Más en general, el punto que nunca debería olvidarse es que una revolución social debe situarse en el punto de vista que va a la raíz de los males, en el punto de vista de la crítica radical. Y parte sustancial de esta crítica es a la naturalización del mercado, que se presenta como una institución «de sentido común». Por eso se puede conectar la crítica de Marx del fetichismo de la mercancía con sus escritos juveniles en los que señalaba la necesidad de superar una forma social que se levanta como potencia abstracta frente al individuo suelto, cuando por contenido la comunidad humana es «la esencia de cada individuo, su propia actividad, su propia vida, su propio espíritu, su propia riqueza». Es que «mientras el hombre no se reconozca como hombre y, por lo tanto, organice el mundo de un modo humano, esta comunidad se manifiesta bajo la forma de enajenación» (Marx, 1987, 527).

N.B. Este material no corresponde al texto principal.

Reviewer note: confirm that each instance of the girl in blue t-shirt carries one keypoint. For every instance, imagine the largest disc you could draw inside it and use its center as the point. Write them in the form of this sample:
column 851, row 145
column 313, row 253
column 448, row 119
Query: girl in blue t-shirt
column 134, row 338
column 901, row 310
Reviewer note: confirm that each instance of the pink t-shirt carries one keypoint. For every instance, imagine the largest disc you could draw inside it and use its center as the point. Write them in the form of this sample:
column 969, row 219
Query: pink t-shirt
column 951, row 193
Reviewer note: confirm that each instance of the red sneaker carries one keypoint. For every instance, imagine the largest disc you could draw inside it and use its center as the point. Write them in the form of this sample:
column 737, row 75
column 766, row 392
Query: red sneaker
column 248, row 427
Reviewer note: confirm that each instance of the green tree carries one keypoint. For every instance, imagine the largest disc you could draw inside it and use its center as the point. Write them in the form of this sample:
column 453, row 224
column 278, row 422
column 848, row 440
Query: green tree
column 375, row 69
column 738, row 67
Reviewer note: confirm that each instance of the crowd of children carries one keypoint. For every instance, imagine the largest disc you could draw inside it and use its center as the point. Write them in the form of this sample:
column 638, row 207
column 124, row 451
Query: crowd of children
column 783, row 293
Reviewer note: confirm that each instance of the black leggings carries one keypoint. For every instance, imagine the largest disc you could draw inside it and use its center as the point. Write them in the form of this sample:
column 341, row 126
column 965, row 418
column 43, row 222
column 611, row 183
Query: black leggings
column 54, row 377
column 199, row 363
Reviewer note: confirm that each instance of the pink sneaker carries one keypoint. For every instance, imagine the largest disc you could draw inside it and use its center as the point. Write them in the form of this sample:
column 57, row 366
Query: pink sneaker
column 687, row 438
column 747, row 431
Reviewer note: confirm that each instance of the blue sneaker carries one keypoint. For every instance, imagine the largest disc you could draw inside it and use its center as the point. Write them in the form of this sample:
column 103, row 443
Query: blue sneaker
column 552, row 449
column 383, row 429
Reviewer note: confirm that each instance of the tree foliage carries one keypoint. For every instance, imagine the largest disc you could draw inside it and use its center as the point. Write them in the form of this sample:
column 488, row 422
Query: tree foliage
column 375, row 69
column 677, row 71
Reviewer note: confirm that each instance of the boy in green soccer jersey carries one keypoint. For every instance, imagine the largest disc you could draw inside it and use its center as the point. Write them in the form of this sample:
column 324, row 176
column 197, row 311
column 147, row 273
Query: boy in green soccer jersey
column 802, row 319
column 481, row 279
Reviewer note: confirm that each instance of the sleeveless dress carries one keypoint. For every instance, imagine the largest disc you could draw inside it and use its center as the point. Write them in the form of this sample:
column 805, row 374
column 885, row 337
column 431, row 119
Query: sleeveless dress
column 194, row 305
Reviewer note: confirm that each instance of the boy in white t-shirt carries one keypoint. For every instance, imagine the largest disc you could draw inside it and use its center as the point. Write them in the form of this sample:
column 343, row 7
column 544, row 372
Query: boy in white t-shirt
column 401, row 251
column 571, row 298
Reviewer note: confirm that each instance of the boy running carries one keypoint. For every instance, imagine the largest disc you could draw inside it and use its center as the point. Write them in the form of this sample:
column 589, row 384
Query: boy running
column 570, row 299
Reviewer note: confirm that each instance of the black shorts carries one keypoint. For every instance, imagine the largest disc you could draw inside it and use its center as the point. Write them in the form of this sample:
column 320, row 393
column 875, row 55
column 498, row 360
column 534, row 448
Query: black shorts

La organización del mundo de un modo humano comienza por el control de los productores de sus propios productos y de sus trabajos, y las formas en que se realizan. Por eso también la revolución social «arranca del punto de vista del individuo real», que frente a la vida deshumanizada de la sociedad capitalista mercantil busca instalar la verdadera comunidad. Esto significa también que la revolución no puede ser una abstracción, encarnada en un poder ajeno frente a lo que piensan, sienten, sufren o gozan los seres humanos de carne y hueso. Hay que ir a la raíz, que no es otra que el trabajo sometido a la ley del valor -el trabajo que sólo vale en tanto productor de valor- y que por lo tanto reproduce la relación de trabajo enajenada.

Referencias bibliográficas

ENGELS, F.: Carta a Otto von Boenigk, 21 de agosto de 1890.
MARX, K. (1987): Escritos de juventud, México, FCE.
MARX, K. (1989): Elementos fundamentales para la crítica de la economía política (Grundrisse) 1857-1858, México, Siglo XXI.
MARX, K. (1999): El Capital, México, Siglo XXI.